The ads started to hurt Anheuser-Busch, which had gone away from advertising Bud and Bud Light in favor of heavy investment in the marketing of its Michelob Ultra-Light "lo-carb" beer, which of course in itself is an ironic interpretation of beer. Reeling, Bud fought back. It aired a series of ads starring its famous laconic lizards blasting Miller's candidacy, noting that Miller had recently been bought out by South African Breweries (now called SABMiller). Because Miller is foreign, the lizards noted, Miller is "ineligible" to run for president of beers.

Irony #1: After decades of politicians acting like product lines, you for the first time have a product line acting like a politician. Because A-B's first, reflexive reaction to Miller's attack ads was to impugn Miller's patriotism.

Not that there weren't other avenues for attack against Miller. Anheuser-Busch could have scored major points by noting that after its takeover of the Tumwater Brewery in Washington state last year, SABMiller fired all 400 workers at the plant and gave them an offer of one week's severance pay for every year that Miller owned the plant. Miller bought the plant in 2000, meaning that most of the workers—some of whom had been at the plant under different owners for 35 years—would be laid off with just three weeks' severance.

In that same year that it closed the Tumwater plant, citing financial difficulties, SABMiller saw first-half profits rise 93 percent. Its CEO, Graham Mackay, gave himself a 21 percent raise that year. The company was so hurting that within a year it would throw $550 million into a hostile takeover bid of the Harbin beer brewery in China. SABMiller, in other words, fired American workers in Washington and Milwaukee (200 administrative employees) in order to sink half a billion dollars into a Chinese plant, where workers make, on average, about $84 a month.

How ironic was this? Miller Brewing CEO Norman Adami justified the firing of the 200 Milwaukee employees by saying they, the American employees, were part of the "Socialist Republic of Miller." Then he increased the domestic ad budget 50 percent and went along with SABMiller's bid in the real Socialist China, so that he could employ actual communists at slave wages.

This story would have really hurt Miller if it were out there, but Anheuser-Busch didn't bother. Why? For all the same reasons the political candidates never make meaningful criticisms of each other.
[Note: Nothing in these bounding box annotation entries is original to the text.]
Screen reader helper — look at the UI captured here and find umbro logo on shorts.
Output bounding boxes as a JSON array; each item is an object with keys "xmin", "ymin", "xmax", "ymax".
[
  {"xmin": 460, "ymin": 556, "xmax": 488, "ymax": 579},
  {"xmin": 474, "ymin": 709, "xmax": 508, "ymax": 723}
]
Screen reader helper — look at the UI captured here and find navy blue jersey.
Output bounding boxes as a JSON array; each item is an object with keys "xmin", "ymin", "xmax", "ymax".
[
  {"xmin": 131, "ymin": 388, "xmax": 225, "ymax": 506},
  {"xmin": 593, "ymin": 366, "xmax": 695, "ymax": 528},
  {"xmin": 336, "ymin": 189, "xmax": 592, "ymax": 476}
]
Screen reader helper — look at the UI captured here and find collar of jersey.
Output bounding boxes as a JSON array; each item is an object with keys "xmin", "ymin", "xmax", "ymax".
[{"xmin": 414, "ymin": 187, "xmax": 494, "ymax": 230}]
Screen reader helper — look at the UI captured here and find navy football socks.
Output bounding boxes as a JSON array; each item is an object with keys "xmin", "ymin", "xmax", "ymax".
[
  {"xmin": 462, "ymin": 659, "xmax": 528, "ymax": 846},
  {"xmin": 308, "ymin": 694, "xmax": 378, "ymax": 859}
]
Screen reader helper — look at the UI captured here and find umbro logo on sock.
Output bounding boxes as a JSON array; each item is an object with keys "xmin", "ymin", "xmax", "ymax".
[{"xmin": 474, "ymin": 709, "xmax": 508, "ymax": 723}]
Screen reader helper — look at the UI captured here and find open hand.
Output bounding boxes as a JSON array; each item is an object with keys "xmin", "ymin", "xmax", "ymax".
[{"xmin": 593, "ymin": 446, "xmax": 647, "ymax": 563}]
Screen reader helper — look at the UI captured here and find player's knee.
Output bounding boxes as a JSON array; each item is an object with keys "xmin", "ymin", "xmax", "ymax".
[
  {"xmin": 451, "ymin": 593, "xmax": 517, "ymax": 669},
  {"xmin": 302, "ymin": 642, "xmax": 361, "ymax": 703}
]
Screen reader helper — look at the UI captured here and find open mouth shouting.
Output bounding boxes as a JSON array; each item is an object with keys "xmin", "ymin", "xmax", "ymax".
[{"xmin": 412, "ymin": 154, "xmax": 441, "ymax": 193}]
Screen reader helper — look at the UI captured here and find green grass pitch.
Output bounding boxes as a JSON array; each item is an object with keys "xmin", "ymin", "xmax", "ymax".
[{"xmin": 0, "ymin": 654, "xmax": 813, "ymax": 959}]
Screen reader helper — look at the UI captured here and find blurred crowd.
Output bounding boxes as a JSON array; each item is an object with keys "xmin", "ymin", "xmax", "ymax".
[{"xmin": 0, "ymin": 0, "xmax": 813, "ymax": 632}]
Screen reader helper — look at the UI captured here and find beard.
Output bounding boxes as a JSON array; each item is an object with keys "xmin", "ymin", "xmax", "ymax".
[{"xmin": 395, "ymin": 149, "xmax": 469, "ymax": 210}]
One, it wouldn't have fit into a 30-second commercial. Two, A-B does exactly the same thing. The two companies are actually partners in Harbin, with each retaining about a 30 percent stake after SABMiller's takeover bid failed. And A-B has had layoffs in America amid record profits, increases in executive compensation, and all the rest of it.

They are competitors, the two beers, but competitors with the same moral profile. That's why, when they attack each other, they can only do so by calling each other names. It's perfect: two rapacious corporations, both producers of products that taste like deer piss and exporters of jobs to third-world countries, taking turns calling each other traitors and foreigners. Which firm will win more profits? The suspense is killing me.

Which is pretty much how I feel about the presidential election. Is that ironic? Or is it not a coincidence at all?